Arthur Augustus.—«Non. Vous êtes dans l’erreur. C’est la façon de lancer une brique ou un tomahawk. Mais elle ne saurait convenir pour un bouquet.»
L’HISTOIRE SE RÉPÈTE
Le suivant, je l’ai trouvé dans un journal des îles Sandwich, qui me fut envoyé par un ami, du fond de cette paisible retraite. La coïncidence entre ma propre expérience et celle dont parle ici feu M. Benton est si frappante que je ne puis m’empêcher de publier et de commenter ce paragraphe. Voici le texte du journal sandwich:
«Combien touchant, le tribut payé par feu l’honorable T. H. Benton à l’influence de sa mère!—«Ma mère me demanda de ne jamais fumer. Je n’ai jamais touché de tabac depuis ce jour-là jusqu’à aujourd’hui. Elle me demanda de ne plus jouer. Je n’ai jamais plus touché une carte. Je suis incapable quand j’ai vu jouer de dire qui a perdu. Elle me mit en garde, aussi, contre la boisson. Si j’ai quelques qualités d’endurance actuellement, si j’ai pu me rendre quelque peu utile dans la vie, je l’attribue à mon obéissance à ses vœux pieux et corrects. Quand j’avais sept ans elle me demanda de ne pas boire, et je fis alors le vœu d’abstinence absolue. Si j’y fus constamment fidèle, c’est à ma mère que je le dois.»
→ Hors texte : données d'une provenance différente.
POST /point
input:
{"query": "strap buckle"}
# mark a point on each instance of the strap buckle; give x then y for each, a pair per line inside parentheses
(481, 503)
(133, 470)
Je n’ai jamais rien vu de si curieux. C’est presque un bref résumé de ma propre carrière morale, en substituant simplement une grand’mère à une mère. Combien je me rappelle ma grand’mère me demandant de ne pas fumer! Vieille chère âme! «Je vous y prends, affreux roquet! Bon! Que je vous y prenne encore, à mâcher du tabac avant le dîner! Et je vous parie que je vous donne le fouet jusqu’à vous laisser pour mort.»
De ce jour à aujourd’hui, je n’ai jamais plus fumé dans la matinée.
Elle me demanda de ne pas jouer. Elle me chuchota: «Jetez-moi ces damnées cartes, tout de suite. Deux paires et un valet, idiot, et l’autre a une séquence.»
Je n’ai plus joué depuis ce jour, jamais plus, sans un jeu de rechange dans la poche. Je ne puis pas même dire qui doit perdre une partie, quand je n’ai pas fait moi-même le jeu.
Quand j’avais deux ans, elle me demanda de ne pas boire. Je fis le vœu d’abstinence complète.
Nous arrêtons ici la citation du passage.